Author: Longhow Lam
Introduction
Databricks has gained popularity over the years. The possibility to set up managed spark clusters, provides data scientists a means to scale workflows to the cloud easily. It lacks however a good GUI to be attractive for a broader group of citizen data scientist or advanced business users. Moreover, it is not easy to push only certain parts of your data science workflow to the cloud, making it more cost effective to use cloud infra structure.
That’s where Dataiku with the new tight integration with Kubernetes (k8s) comes in. Kubernetes has become very popular the last few years in the machine learning world. The flexibility to quickly scale up or down makes k8s very handy for training machine learning models and model deployment. The challenge however: Setting up the right infrastructure and machine learning training jobs can still be quit a technical exercise, requiring more dedicated data engineers or machine learning engineers.
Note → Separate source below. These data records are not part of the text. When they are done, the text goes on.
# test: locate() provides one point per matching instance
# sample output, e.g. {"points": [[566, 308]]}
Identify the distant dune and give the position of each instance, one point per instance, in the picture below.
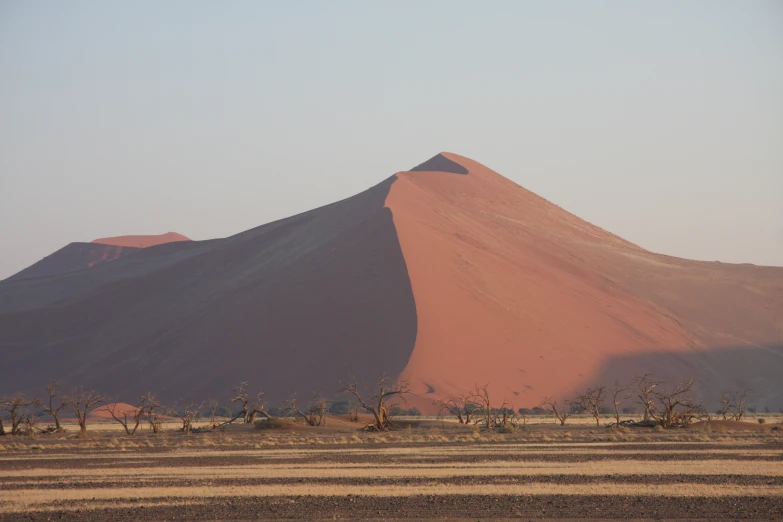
{"points": [[142, 241], [448, 275], [78, 256]]}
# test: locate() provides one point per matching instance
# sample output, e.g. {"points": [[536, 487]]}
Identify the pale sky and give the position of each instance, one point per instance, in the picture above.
{"points": [[661, 122]]}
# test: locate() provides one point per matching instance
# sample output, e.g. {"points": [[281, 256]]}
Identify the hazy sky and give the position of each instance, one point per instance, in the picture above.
{"points": [[659, 121]]}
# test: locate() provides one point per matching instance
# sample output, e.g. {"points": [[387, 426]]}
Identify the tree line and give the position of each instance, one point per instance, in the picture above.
{"points": [[661, 405], [24, 413], [664, 406]]}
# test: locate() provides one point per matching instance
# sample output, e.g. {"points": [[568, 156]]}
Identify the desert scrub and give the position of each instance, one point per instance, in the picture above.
{"points": [[272, 423]]}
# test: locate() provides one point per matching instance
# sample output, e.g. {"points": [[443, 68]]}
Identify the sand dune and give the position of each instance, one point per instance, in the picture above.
{"points": [[142, 241], [448, 275], [78, 256]]}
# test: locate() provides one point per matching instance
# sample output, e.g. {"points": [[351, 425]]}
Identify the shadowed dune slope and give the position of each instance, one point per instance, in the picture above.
{"points": [[445, 280], [72, 257], [293, 306]]}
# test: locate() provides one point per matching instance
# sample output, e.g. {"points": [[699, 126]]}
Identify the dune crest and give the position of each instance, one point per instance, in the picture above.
{"points": [[448, 275], [142, 241]]}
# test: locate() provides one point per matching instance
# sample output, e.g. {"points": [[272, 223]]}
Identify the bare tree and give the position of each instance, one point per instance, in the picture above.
{"points": [[80, 402], [50, 407], [315, 413], [591, 401], [249, 411], [675, 407], [561, 411], [733, 402], [15, 406], [725, 404], [377, 403], [188, 414], [153, 409], [493, 417], [646, 386], [119, 412], [213, 406], [464, 407], [619, 394]]}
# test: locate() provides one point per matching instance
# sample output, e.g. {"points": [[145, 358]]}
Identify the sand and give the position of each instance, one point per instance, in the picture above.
{"points": [[142, 241], [448, 278]]}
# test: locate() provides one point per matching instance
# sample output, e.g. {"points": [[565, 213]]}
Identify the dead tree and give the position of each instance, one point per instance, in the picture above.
{"points": [[497, 417], [561, 412], [591, 401], [213, 406], [153, 409], [15, 407], [50, 407], [189, 414], [725, 404], [377, 403], [464, 407], [646, 386], [733, 402], [119, 412], [249, 411], [315, 413], [619, 394], [675, 408], [80, 402]]}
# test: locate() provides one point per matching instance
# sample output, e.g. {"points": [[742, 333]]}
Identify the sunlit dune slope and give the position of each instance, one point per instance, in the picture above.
{"points": [[448, 275]]}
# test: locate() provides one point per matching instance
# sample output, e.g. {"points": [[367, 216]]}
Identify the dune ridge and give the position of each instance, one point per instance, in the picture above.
{"points": [[448, 275]]}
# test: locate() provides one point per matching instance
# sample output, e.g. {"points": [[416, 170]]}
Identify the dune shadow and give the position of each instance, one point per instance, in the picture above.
{"points": [[714, 370], [440, 163]]}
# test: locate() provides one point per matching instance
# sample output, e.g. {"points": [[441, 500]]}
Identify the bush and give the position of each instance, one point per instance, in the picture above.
{"points": [[274, 423], [340, 408]]}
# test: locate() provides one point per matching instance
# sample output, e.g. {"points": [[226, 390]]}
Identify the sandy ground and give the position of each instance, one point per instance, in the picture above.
{"points": [[451, 472]]}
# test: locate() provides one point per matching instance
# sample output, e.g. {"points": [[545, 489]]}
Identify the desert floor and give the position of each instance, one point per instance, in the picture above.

In this brief write-up you will see how easy it is to work with kubernetes in Dataiku.
Dataiku and kubernetes
Dataiku provides a nice user interface where a lot of technicalities of working with k8s have been abstracted away, brining the power of kubernetes closer and more accessible to end users. In Dataiku there are different aspects of the data science workflow that can integrate with k8s. One aspect is pushing trained models into production in containers as API. An earlier brief write-up on this can be found here.
Another aspect is to push certain parts of your data science workflow to kubernetes clusters. Now the nice thing with Dataiku is that you can have your Dataiku server on premise or in the cloud on “a just big enough” machine to serve your users and push jobs in your data science workflow that require heavy lifting to containers and close down when those jobs have finished. This way you can deal in a very cost efficient way with cloud infrastructure.
Parts of the workflow that can be pushed to container execution;
- Running Spark jobs in containers,
- Running notebook kernels in Dataiku in containers,
- Running a part of the data science workflow in containers.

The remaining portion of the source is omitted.